L'an dernier les démocrates du Congrès ont voté un projet de loi de réforme financière qui cherchait à combler ce manque. Le projet étendait la réglementation à plusieurs domaines : la protection des consommateurs, des normes de fonds propres plus élevés pour les organismes importants, une plus grande transparence en ce qui concerne les instruments financiers complexes. Et elle créait de nouveaux pouvoirs : – "l'autorité de résolution" – pour aider les hauts responsables à mener une négociation plus dure lors des crises à venir.

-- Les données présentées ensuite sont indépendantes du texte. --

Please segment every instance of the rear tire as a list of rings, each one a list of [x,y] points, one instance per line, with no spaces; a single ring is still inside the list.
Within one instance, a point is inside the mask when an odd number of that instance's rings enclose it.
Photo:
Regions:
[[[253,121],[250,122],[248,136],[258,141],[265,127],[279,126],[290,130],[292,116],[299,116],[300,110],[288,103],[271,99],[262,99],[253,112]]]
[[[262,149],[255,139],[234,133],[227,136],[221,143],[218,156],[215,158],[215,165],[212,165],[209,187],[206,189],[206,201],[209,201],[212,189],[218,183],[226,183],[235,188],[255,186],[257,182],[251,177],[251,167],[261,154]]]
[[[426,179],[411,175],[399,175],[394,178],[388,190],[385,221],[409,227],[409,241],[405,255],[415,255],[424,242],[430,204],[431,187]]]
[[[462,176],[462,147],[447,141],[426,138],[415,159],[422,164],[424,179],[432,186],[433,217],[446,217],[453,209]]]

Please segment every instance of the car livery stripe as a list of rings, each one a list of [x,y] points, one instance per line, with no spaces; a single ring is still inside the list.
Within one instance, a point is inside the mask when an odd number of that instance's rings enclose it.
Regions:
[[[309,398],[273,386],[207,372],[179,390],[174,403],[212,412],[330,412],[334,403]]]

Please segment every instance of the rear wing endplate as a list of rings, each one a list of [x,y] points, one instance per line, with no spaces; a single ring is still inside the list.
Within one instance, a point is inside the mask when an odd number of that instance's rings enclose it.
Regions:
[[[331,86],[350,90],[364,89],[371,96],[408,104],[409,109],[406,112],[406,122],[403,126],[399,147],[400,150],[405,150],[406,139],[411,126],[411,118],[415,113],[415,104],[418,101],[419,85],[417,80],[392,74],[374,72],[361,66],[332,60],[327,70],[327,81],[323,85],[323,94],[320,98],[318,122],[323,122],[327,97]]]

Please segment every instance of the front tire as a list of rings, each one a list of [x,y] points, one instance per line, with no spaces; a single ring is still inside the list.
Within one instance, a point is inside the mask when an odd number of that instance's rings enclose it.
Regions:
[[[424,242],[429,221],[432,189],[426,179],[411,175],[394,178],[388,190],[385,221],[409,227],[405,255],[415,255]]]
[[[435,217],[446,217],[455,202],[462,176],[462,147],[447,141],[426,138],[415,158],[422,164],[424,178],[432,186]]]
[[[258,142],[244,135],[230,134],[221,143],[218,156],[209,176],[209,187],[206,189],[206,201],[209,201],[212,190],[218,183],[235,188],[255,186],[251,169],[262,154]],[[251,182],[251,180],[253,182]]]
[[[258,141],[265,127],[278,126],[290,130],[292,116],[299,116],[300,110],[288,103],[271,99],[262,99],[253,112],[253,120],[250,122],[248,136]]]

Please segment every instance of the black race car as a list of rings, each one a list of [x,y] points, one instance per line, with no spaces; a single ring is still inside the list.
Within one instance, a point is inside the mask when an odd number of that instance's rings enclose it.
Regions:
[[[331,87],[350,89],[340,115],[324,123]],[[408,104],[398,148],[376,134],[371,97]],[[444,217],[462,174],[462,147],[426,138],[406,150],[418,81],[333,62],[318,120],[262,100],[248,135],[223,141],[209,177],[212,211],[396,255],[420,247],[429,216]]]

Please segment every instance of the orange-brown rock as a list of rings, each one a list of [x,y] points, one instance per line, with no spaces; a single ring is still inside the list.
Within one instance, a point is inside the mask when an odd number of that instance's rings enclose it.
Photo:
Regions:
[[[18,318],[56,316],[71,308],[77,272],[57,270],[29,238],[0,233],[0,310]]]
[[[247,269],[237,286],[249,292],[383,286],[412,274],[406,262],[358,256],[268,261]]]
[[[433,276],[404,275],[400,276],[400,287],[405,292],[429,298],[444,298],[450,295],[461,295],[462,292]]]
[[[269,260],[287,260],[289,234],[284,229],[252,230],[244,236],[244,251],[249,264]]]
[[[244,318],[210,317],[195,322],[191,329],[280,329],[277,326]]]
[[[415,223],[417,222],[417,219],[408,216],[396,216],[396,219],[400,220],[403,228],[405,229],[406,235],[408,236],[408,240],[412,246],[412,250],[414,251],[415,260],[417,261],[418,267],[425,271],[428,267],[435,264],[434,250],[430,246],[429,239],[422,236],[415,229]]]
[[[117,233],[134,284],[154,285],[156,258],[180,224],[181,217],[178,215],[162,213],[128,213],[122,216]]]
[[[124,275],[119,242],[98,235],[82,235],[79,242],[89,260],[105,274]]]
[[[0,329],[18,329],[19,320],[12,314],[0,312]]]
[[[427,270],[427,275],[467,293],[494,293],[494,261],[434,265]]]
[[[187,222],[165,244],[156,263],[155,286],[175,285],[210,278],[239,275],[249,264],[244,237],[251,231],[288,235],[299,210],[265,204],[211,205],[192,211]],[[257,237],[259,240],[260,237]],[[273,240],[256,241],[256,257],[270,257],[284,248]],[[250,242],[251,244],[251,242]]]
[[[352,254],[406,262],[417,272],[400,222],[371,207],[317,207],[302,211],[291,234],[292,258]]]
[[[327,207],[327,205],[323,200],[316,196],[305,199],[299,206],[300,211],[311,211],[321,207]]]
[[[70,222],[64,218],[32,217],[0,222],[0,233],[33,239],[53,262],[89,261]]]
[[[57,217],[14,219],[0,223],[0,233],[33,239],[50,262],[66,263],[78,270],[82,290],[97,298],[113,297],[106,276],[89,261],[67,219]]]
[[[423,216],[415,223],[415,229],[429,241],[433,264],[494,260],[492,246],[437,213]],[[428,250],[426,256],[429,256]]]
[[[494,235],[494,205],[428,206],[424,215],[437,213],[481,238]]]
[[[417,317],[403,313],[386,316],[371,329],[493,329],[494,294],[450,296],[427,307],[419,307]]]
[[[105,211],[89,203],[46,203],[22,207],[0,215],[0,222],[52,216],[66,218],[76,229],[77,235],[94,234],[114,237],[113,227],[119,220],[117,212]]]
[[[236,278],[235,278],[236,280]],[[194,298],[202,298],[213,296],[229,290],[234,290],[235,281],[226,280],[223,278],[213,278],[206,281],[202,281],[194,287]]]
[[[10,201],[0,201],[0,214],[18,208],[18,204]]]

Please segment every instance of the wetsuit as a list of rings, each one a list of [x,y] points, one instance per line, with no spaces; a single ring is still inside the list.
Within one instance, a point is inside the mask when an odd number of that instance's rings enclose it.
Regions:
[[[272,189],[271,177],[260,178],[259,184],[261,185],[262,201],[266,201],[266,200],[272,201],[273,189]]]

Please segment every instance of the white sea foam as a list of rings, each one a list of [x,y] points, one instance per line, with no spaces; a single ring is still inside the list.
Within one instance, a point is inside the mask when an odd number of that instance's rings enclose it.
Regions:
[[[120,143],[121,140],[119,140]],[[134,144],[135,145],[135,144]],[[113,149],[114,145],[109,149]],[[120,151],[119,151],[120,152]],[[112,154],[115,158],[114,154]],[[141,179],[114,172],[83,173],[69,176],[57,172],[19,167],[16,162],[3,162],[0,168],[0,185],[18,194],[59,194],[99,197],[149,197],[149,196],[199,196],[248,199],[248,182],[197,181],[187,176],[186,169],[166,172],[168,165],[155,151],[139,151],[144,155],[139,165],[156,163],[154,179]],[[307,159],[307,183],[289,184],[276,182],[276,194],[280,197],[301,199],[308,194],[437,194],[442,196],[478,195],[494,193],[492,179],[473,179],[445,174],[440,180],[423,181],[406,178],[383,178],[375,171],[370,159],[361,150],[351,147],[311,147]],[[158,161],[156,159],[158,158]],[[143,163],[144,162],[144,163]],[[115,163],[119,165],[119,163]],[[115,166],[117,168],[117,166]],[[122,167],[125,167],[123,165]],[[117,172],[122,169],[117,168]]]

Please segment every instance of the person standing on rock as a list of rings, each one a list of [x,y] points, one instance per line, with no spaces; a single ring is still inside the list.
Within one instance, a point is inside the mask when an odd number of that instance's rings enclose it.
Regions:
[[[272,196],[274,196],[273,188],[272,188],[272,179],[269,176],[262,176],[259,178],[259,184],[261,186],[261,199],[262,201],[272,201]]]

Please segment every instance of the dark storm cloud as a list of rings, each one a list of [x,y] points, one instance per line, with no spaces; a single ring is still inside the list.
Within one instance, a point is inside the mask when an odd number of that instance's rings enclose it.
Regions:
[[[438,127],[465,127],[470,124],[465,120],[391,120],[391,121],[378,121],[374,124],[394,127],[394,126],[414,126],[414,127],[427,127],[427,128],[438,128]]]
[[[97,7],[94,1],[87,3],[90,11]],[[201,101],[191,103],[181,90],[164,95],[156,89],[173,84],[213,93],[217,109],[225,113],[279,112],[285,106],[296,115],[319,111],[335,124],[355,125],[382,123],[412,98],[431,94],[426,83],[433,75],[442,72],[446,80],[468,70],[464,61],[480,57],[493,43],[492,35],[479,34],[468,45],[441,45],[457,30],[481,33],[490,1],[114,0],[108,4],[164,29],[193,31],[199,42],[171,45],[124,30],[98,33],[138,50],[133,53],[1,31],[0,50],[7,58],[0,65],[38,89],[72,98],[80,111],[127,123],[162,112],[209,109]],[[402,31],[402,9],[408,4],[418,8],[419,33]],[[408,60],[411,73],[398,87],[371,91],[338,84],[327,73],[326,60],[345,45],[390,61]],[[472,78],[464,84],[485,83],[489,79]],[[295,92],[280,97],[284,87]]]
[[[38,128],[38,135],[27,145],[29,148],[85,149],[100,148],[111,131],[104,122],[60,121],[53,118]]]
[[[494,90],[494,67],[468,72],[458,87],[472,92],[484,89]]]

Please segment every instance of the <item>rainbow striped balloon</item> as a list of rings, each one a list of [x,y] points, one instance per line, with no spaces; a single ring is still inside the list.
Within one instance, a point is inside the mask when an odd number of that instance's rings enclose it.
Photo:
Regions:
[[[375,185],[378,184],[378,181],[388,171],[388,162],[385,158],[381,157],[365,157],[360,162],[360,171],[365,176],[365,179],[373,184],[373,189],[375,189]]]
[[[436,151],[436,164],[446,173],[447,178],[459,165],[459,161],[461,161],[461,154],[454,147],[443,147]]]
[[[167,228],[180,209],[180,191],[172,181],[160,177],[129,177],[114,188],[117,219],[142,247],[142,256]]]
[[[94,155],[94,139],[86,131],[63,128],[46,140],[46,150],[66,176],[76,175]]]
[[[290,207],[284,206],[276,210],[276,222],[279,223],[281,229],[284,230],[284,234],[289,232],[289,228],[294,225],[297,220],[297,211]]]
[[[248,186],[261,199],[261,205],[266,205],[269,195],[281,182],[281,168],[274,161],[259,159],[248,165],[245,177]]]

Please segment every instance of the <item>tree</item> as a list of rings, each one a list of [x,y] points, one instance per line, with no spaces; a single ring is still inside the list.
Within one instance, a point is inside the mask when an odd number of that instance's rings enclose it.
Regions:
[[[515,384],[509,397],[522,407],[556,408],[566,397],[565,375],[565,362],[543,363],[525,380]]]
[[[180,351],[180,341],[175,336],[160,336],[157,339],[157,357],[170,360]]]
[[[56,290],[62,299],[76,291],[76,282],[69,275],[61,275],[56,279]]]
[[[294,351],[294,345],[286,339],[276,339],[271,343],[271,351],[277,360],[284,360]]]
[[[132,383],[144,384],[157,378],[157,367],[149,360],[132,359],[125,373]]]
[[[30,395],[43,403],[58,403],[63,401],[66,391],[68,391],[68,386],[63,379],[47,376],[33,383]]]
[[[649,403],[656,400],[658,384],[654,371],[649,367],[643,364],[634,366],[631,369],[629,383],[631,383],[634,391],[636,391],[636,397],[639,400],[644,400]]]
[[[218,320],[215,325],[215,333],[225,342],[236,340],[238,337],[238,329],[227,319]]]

Il y a beaucoup de critiques à faire à propos de cette législation, qui est certainement trop faible. Et le gouvernement Obama a frustré beaucoup de monde par son attitude trop laxiste envers Wall Street – illustrée la semaine dernière par la décision de dispenser de réglementation les échanges étrangers, qui furent une cause majeure de la dislocation en 2008.

Mais les républicains tentent de saper tout le dispositif.

En février dernier, les législateurs du GOP ont admis franchement qu'ils tentaient de paralyser la réforme financière en coupant les crédits. Et la récente proposition budgétaire de la Chambre, qui demande une privatisation de Medicare et sa transformation en un système de bons d'échange, demande aussi l'élimination de l'autorité de résolution, mettant en réalité tout en place pour que lors de la prochaine crise les banquiers obtiennent un accord aussi avantageux qu'en 2008.

Bien sûr, ce n'est pas ainsi que les républicains présentent les choses. Ils prétendent que leur objectif est de "casser le cycle de sauvetages à venir", sous la rubrique générale de "la fin de l'entreprise-providence".

Mais comme nous l'avons déjà vu, il y aura d'autres sauvetages, quoi qu'en disent les hommes politiques d'aujourd'hui – et ils seront plus importants, plus fréquents et plus coûteux s'il n'y a pas une réglementation efficace.

Pour voir ce qui se trame réellement, regardez où va l'argent. Il fut un temps où Wall Street préférait les démocrates, peut-être parce que les financiers ont tendance à être assez libéraux (dans le sens américain du terme, ndt) quand il s'agit des questions de société. Mais l'avidité l'emporte sur les droits des homosexuels, et les contributions financières du secteur sont allées très largement aux républicains lors des élections de 2010. Apparemment, Wall Street, contrairement aux électeurs, n'a eu aucun mal à deviner les intentions réelles du parti.

Et une dernière chose : en barrant la route aux réglementations qui limiteraient les crises financières à venir, les républicains prouvent une fois de plus qu'ils ne se soucient pas vraiment des déficits budgétaires.

Car notre déficit actuel est en très grande partie dû à la crise financière de 2008, qui a dévasté les recettes et augmenté les coûts de dispositifs comme l'assurance-chômage. Et si nous avons réussi à éviter d'importants coûts directs des sauvetages (un fait qui n'est pas bien apprécié dans le débat public), on pourrait ne pas avoir cette chance la prochaine fois.

D'autres crises, plus importantes ; d'autres sauvetages, plus importants ; d'autres déficits, plus importants. Si vous aimez cette perspective, vous adorerez ce que le GOP est en train de faire à la réforme financière.